Stiff Competition: Distribution Solutions faces stiff competition both in terms of price and service from various full-line, short-line and specialty wholesalers, service merchandisers, self-warehousing chains, manufacturers engaged in direct distribution, third-party logistics companies and large-payer organizations. Moreover, the company depends on fewer suppliers for its products. As a result, it is not in a position to negotiate pricing.
Other Key Picks
A few other top-ranked stocks in the broader medical space are DaVita Inc. DVA, HealthEquity, Inc. HQY and Integer Holdings Corporation ITGR.
DaVita, sporting a Zacks Rank #1 (Strong Buy) at present, has an estimated long-term growth rate of 12.7%. DVA’s earnings surpassed estimates in three of the trailing four quarters and missed once, with an average surprise of 21.4%. You can see the complete list of today’s Zacks #1 Rank stocks here.
DaVita has gained 18.1% against the industry’s 1.9% decline over the past year.

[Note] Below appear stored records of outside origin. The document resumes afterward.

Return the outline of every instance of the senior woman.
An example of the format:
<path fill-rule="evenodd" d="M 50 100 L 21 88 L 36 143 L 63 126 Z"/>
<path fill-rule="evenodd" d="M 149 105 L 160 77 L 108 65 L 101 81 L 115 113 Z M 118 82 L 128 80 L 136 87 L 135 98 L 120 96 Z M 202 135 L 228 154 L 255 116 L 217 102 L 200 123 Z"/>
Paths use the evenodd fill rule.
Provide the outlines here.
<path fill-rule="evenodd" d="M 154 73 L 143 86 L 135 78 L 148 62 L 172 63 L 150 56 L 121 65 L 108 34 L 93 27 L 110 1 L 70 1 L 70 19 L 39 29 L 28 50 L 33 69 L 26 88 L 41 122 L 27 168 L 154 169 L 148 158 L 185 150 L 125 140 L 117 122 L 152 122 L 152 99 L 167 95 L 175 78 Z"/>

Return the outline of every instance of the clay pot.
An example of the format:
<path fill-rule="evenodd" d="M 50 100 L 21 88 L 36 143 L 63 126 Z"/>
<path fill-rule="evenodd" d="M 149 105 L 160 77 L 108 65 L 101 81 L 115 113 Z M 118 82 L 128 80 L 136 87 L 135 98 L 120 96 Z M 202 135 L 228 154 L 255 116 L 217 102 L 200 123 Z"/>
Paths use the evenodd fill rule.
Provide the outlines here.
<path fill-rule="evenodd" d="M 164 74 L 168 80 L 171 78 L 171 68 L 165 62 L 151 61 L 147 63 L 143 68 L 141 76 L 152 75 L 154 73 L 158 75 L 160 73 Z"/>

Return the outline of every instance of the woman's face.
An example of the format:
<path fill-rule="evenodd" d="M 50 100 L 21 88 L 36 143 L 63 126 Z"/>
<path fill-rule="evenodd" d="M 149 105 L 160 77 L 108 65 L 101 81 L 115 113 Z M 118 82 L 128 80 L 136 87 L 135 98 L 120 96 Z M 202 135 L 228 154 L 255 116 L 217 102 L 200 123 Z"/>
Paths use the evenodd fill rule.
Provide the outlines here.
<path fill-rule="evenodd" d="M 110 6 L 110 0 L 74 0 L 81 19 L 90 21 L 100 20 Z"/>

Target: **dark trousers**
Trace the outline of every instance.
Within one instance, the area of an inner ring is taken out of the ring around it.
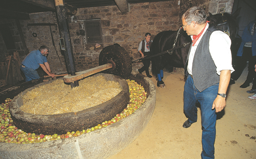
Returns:
[[[243,70],[246,67],[247,61],[249,61],[248,74],[246,78],[246,82],[251,83],[254,76],[256,76],[256,72],[254,71],[254,65],[256,63],[256,56],[252,56],[251,47],[243,47],[243,50],[242,57],[238,57],[240,59],[239,62],[234,67],[235,71],[231,74],[231,78],[235,81],[237,80],[241,76]],[[256,79],[254,80],[254,83],[256,83]],[[256,87],[256,83],[254,87]]]
[[[150,55],[150,52],[145,52],[144,54],[144,56],[149,56]],[[143,63],[143,67],[139,69],[139,72],[143,72],[143,71],[146,72],[146,74],[147,76],[149,75],[149,71],[148,71],[148,68],[149,68],[149,66],[150,65],[150,59],[146,59],[146,60],[143,60],[142,59],[142,63]]]

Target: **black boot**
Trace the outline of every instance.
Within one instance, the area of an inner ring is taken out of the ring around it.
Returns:
[[[240,86],[240,88],[247,88],[249,86],[250,86],[250,83],[248,83],[248,82],[246,81],[246,82],[245,82],[245,83],[242,85]]]

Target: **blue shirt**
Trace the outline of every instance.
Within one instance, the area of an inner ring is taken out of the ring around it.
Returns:
[[[33,70],[37,70],[40,66],[40,64],[47,62],[47,58],[42,55],[39,50],[31,51],[23,60],[22,64],[25,67]]]

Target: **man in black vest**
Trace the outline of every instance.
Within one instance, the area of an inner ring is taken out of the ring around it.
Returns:
[[[202,158],[214,158],[216,112],[226,105],[226,92],[234,71],[231,41],[225,33],[209,27],[204,10],[193,7],[182,16],[182,28],[192,43],[188,55],[184,86],[184,112],[188,128],[197,121],[196,103],[202,114]]]
[[[146,34],[145,34],[145,39],[141,41],[138,45],[138,51],[141,54],[140,55],[142,57],[144,57],[145,56],[150,55],[149,48],[151,44],[152,43],[152,41],[150,40],[150,38],[151,34],[146,33]],[[138,72],[142,73],[145,71],[147,76],[149,78],[152,77],[152,76],[149,74],[149,71],[148,71],[148,68],[150,65],[150,60],[144,60],[142,61],[142,63],[143,63],[143,67],[138,70]]]

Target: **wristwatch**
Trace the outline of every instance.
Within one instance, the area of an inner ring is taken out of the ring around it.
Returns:
[[[223,98],[226,98],[226,97],[227,97],[227,95],[226,95],[225,94],[219,94],[219,93],[218,93],[217,95],[222,96]]]

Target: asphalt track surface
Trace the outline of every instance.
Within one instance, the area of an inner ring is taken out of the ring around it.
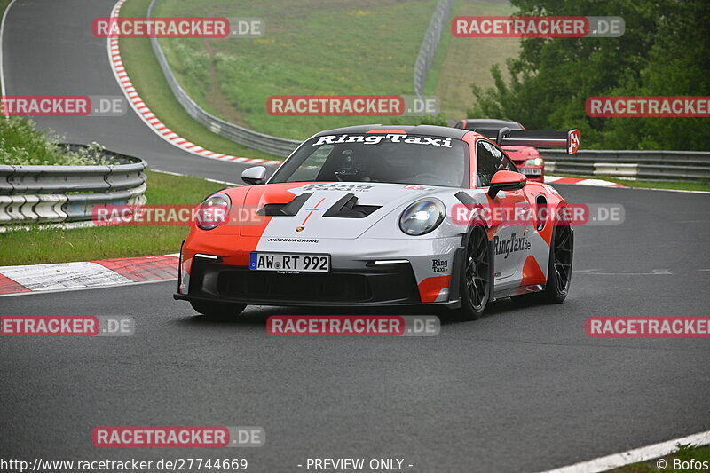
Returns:
[[[111,3],[49,4],[11,11],[9,93],[118,93],[106,44],[85,28]],[[60,20],[37,30],[38,15]],[[42,124],[167,170],[239,169],[171,148],[131,115]],[[560,189],[626,210],[623,225],[577,227],[565,303],[501,300],[477,321],[445,319],[437,337],[271,337],[269,315],[335,311],[250,307],[209,321],[171,299],[173,283],[2,297],[2,314],[129,315],[137,327],[126,338],[0,339],[0,458],[245,457],[249,471],[302,471],[309,457],[398,457],[406,471],[537,471],[707,430],[707,339],[589,338],[584,322],[707,315],[710,195]],[[267,440],[99,449],[91,432],[102,425],[259,425]]]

HealthEquity, carrying a Zacks Rank #2 at present, has an estimated long-term growth rate of 23.5%. HQY’s earnings surpassed estimates in all the trailing four quarters, with an average of 13%.
HealthEquity has lost 3.4% compared with the industry’s 6.7% decline over the past year.
Integer Holdings, carrying a Zacks Rank #2 at present, has an estimated long-term growth rate of 12.1%. ITGR’s earnings surpassed estimates in all the trailing four quarters, the average surprise being 8.4%.
Integer Holdings has gained 29.4% compared with the industry’s 3.4% rise over the past year.